What Is a Cowboy Steak?

Cowboys are known as rugged, hearty and more concerned with substance than appearances. A cowboy steak is similar — this bone-in ribeye is two-plus inches thick, weighs over 2.5 pounds and features a short length of exposed bone that’s been cleaned of meat and fat in a process called “Frenching.” It’s a close cousin to the American Wagyu Tomahawk, which differs only in its longer handle of bone.
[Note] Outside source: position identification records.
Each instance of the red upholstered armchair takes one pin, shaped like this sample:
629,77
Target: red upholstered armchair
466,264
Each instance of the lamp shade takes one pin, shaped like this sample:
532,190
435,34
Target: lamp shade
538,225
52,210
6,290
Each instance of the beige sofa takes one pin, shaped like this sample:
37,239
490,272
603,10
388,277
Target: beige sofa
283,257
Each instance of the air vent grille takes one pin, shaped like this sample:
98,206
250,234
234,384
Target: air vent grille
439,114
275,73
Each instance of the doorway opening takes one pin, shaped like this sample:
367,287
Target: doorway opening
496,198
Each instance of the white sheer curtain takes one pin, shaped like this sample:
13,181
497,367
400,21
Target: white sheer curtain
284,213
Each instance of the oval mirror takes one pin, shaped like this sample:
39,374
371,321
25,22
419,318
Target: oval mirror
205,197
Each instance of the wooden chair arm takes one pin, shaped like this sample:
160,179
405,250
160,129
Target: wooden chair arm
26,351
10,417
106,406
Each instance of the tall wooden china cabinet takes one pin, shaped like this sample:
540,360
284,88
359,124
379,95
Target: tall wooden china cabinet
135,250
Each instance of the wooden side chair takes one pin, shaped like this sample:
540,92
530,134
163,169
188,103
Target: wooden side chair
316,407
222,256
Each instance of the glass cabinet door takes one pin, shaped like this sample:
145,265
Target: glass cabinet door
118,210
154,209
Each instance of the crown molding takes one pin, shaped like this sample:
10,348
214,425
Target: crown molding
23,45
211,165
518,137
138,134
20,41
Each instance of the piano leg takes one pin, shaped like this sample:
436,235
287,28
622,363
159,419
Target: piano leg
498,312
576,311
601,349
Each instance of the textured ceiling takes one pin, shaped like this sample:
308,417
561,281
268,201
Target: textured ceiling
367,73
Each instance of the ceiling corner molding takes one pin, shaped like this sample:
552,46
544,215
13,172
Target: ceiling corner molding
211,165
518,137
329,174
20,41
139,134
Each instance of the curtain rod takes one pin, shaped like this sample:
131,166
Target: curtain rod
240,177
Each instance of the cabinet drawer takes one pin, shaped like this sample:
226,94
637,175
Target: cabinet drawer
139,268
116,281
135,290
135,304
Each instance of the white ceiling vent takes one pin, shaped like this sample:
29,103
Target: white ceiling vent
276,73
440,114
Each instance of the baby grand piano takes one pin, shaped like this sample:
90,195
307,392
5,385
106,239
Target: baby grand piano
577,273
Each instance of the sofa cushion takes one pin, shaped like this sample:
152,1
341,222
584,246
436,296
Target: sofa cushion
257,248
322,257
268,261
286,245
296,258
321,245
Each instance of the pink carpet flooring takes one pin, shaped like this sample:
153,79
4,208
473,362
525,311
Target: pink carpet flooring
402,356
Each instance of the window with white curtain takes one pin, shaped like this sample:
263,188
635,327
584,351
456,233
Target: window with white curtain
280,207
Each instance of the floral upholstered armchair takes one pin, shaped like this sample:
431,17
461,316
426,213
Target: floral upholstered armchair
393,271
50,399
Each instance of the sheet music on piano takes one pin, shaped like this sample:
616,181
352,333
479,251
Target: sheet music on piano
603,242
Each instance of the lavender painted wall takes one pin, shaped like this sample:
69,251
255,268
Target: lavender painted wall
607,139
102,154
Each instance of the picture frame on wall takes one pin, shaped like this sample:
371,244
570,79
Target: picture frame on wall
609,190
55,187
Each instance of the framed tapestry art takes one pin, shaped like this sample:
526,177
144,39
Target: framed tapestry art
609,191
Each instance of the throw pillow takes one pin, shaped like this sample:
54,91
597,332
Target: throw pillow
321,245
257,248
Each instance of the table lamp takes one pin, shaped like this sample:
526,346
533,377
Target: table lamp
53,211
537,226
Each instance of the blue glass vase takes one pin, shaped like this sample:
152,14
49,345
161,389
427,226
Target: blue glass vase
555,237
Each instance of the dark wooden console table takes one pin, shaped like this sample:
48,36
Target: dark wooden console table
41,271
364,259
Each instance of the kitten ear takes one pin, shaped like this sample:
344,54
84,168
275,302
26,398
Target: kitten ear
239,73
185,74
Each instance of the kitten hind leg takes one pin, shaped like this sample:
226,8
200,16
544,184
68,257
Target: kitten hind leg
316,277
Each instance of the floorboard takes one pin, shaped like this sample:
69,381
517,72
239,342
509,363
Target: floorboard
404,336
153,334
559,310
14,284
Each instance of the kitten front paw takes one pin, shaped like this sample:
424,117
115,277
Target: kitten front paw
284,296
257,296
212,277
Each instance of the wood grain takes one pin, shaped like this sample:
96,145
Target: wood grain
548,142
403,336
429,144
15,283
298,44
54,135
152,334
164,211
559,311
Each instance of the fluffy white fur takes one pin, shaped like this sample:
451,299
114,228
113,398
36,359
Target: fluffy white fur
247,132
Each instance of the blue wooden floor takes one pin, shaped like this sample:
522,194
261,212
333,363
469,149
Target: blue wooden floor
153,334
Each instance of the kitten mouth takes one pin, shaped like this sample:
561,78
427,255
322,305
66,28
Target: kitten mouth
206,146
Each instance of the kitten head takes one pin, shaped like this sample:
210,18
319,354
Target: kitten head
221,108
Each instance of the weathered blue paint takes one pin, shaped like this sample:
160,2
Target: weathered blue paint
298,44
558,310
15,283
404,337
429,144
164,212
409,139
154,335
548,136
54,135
Cowboy steaks are cut from the rib primal, the same origin as prime rib roasts. Located between the loin and chuck primals, the rib primal runs the length of ribs 6 through 12 along the animal’s back. Three major muscles make up the Cowboy steak:

  • Longissimus dorsi, aka large center eye
  • Complexus, a smaller side muscle that may not always be present, depending on where the steak is cut
  • Spinalis dorsi, aka the cap of ribeye or deckle

Note that the cap is universally known as the single most flavorful and tender cut — which means a cowboy steak delivers an exceptional dining experience.
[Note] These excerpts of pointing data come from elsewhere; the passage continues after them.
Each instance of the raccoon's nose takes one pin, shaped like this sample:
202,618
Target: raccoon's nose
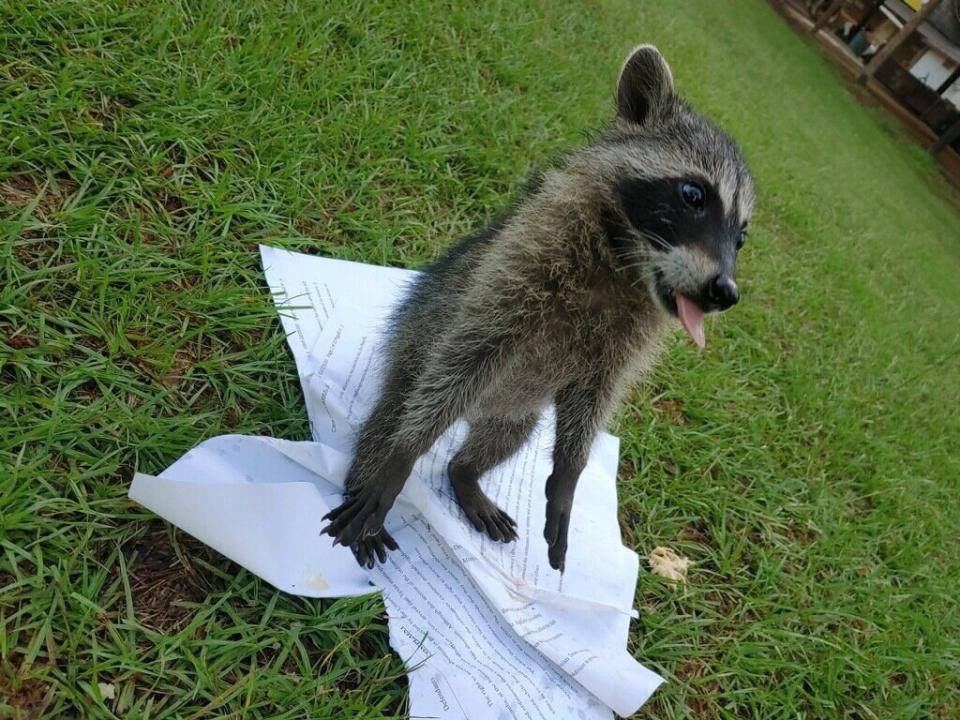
723,292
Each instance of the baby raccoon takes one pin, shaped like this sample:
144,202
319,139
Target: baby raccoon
563,301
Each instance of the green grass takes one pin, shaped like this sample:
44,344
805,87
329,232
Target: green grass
807,462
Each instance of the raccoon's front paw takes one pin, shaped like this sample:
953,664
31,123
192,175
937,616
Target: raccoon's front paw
373,548
359,517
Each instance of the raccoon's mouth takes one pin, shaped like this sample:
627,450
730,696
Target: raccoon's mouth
682,307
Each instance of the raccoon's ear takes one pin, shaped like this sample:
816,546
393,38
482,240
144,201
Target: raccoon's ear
645,87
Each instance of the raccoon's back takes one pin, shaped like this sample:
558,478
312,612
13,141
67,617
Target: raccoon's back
430,306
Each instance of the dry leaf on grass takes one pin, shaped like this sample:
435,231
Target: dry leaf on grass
667,564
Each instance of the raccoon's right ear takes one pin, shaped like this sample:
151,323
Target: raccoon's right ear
645,87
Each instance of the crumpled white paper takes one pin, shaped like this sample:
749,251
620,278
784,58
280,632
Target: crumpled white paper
488,630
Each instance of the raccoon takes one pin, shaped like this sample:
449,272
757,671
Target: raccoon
565,300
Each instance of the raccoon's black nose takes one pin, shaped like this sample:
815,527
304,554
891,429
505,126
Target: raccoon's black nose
723,292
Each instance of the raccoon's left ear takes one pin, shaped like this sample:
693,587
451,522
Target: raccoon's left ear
645,87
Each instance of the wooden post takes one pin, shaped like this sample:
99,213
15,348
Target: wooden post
949,135
825,16
896,41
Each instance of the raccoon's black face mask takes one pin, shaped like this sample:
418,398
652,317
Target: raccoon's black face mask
686,200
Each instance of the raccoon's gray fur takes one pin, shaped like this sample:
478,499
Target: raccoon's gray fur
564,301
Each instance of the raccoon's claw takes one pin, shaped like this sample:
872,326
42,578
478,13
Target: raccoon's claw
359,517
373,548
488,518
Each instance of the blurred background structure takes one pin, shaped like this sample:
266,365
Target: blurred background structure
907,53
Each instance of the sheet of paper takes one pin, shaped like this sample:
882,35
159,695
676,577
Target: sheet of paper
481,624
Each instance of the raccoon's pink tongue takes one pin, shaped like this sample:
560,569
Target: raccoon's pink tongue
691,317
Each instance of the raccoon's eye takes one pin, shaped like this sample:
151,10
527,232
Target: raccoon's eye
742,238
693,195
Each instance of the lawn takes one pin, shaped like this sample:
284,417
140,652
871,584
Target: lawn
806,462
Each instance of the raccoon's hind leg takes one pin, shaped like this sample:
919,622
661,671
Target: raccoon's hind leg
489,443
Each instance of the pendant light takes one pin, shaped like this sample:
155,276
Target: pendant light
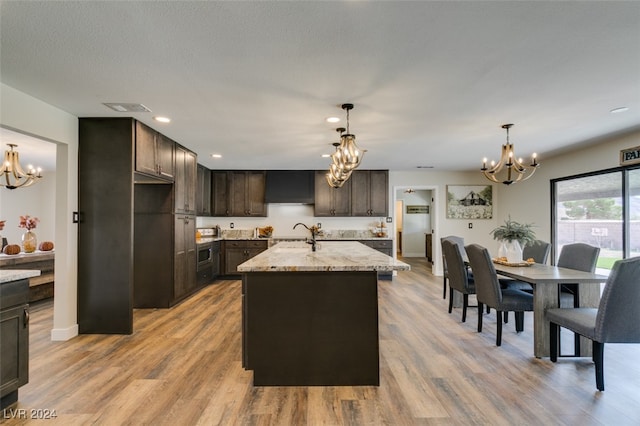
351,155
509,169
12,173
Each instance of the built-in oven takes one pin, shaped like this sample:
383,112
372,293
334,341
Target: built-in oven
205,257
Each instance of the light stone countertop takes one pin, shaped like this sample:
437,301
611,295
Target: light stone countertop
330,256
8,275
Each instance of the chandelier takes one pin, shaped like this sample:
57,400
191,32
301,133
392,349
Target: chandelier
12,173
509,169
347,156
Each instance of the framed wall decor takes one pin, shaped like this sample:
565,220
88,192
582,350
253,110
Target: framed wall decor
469,202
418,209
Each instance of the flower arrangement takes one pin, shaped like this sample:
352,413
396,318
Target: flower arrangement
28,222
513,230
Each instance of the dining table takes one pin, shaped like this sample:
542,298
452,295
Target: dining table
545,280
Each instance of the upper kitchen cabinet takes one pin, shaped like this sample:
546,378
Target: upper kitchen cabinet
331,201
369,192
247,189
185,181
220,193
238,193
154,153
203,191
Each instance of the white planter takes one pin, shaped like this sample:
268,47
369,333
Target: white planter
513,251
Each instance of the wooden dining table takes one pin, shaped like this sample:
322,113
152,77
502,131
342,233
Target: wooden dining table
545,280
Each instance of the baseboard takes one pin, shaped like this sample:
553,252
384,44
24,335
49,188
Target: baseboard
63,334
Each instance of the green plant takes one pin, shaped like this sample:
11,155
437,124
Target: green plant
512,230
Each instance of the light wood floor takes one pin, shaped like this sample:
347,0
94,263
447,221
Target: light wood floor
182,366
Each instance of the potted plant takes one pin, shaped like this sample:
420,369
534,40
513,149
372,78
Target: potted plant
513,237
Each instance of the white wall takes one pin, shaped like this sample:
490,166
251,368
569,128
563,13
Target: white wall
414,226
437,182
38,201
530,201
26,114
283,216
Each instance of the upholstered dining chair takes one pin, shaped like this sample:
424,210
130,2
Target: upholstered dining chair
616,320
459,279
582,257
539,252
460,242
579,256
488,291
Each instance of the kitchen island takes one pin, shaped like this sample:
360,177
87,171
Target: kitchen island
311,318
14,332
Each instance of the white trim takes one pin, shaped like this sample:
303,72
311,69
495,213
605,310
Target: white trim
63,334
435,220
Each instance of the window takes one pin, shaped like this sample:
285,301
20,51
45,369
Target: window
600,209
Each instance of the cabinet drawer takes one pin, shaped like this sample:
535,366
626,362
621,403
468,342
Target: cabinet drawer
387,244
245,244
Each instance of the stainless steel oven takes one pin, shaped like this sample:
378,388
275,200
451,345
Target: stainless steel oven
205,257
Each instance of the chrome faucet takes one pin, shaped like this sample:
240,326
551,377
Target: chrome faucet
313,235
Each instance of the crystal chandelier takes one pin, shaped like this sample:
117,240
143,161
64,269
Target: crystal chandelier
12,173
509,169
347,156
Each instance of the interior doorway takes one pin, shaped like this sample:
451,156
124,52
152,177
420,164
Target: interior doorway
414,221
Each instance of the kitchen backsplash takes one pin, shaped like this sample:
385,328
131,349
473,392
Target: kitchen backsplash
283,217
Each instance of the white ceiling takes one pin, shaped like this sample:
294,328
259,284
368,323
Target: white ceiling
432,82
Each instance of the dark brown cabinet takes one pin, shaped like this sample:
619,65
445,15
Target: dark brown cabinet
238,193
220,193
154,153
369,193
331,201
239,251
132,249
247,193
203,191
185,260
185,181
383,246
14,339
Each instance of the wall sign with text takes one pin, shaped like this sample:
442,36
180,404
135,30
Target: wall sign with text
630,156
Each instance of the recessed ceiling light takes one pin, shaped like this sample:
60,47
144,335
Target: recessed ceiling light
619,109
126,107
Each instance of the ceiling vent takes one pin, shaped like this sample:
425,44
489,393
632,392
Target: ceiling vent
122,107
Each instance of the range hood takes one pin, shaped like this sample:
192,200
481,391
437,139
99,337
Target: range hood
290,186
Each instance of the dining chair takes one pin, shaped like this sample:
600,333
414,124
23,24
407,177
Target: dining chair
582,257
488,291
539,252
460,242
459,279
579,256
616,320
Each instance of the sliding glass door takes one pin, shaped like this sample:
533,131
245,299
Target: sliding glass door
601,209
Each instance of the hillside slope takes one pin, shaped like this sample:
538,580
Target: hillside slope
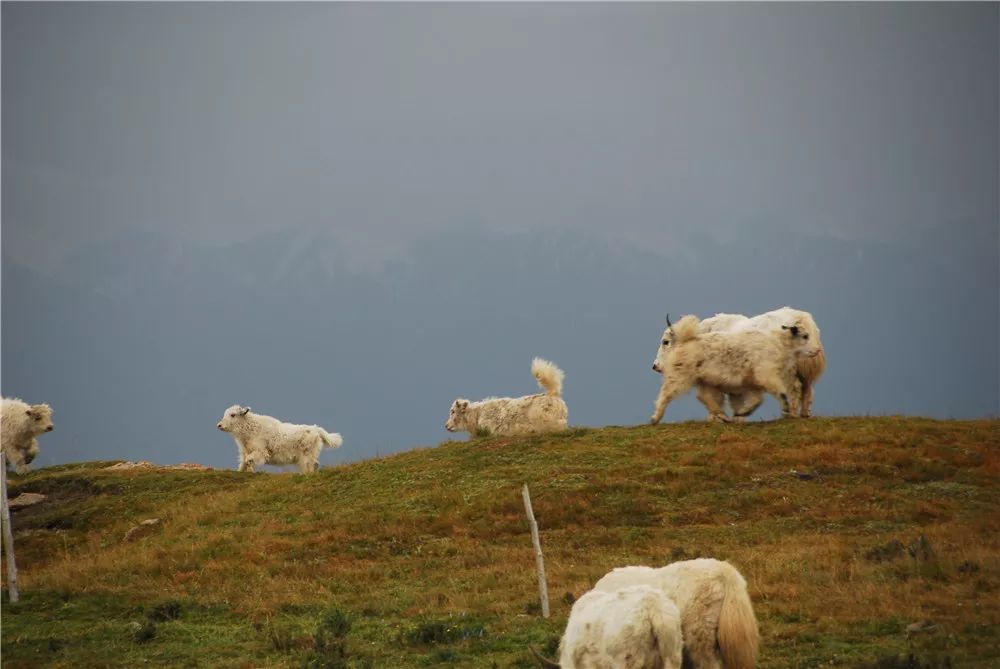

A cowboy steak is meant to be shared. You may have guessed that from its impressive size. Superior marbling sets American Wagyu beef apart from the herd with superior tenderness and rich, robust flavor. Many say a bone-in steak tastes better than a boneless cut, but that’s a matter of personal preference. The bone insulates the meat close to it from heat, leaving it with especially mouthwatering tenderness. We love a cowboy steak for special occasions because its reliably juicy, tender and flavorful, and because it looks as gorgeous as it tastes.


The main idea is to slowly bring this thick-cut steak to your desired temperature at lower heat, then quickly sear the outside for ultimate juicy flavor. Sous vide also works if you have the equipment.

Indoors: Reverse Sear Method

  1. Heat your oven to 225 degrees Fahrenheit.

  2. Season the steak liberally with kosher salt and place it on a wire rack set into a rimmed baking sheet and place the whole thing into the oven.

  3. After about 30 minutes, check the steak’s temperature with a meat thermometer. While any thermometer will work, we recommend a fast-read digital option. Insert the probe halfway through the steak in the largest section of the ribeye, away from the bone. A medium rare to medium finish for the cowboy will yield the best texture and flavor. Every oven is different, so the time to get your cowboy steak to temp will vary. In general, this step takes approximately 45 minutes to an hour.

    - Medium rare internal target temp: 120° F
    - Medium internal target temp: 130° F

  4. When the steak reaches ideal temperature, remove it from the oven, place it on a cutting board and tent it loosely with foil. Allow it to rest at least 15 minutes or up to 45 minutes. Resting allows juices to be redistributed through the meat and continues the cooking process.

  5. When you’re ready to serve the steak, turn on the broiler of your oven. Place the steak underneath the hot broiler — then stay close! This will happen fast, and you don’t want to burn this steak. The broiler will crisp and brown the steak’s outer layer. When it looks good to you, flip the Cowboy and repeat on the other side.

Remove the steak from the oven and serve immediately.

Outdoors: The Two-Zone Grill Method

  1. Set up two zones in your grill: a hot side with all the charcoal and a cool side.

  2. Season the steak liberally with kosher salt and place it on the cool side of the grill.

  3. To cook the steak evenly, flip it every five minutes and rotate it around the cool zone with each flip to minimize any cool or hot spots in your grill. After about 20 minutes, check the steak’s temperature with a meat thermometer, using the same guidelines as in the Reverse Sear Method above. In general, this step takes approximately 30 to 45 minutes.

  4. When the Cowboy steak reaches your ideal temperature, remove it from the grill, place it on a cutting board, tent it loosely with foil and allow it to rest at least 15 minutes.
    When you’re ready to serve the steak, place the Cowboy on the hot side of the grill, which should be set to maximum heat. Sear for one to two minutes, then flip. As soon as the steak has a nice brown crust, remove it from the grill.

  5. Take your steak to the table and serve immediately.


You’re likely sharing your cowboy steak with friends or family. Wow, your dinner party audience by slicing it at the table.

  1. Using a sharp knife, separate the meat from the bone.

  2. Always slice against the grain of the meat — perpendicular to the natural direction of the muscle fibers — for the most tender bite.

  3. Remove the tender outer cap section and slice into thick pieces so everyone gets a taste of this prized delicacy. Then slice the center eye and dust all the pieces with flakey sea salt for a final flourish.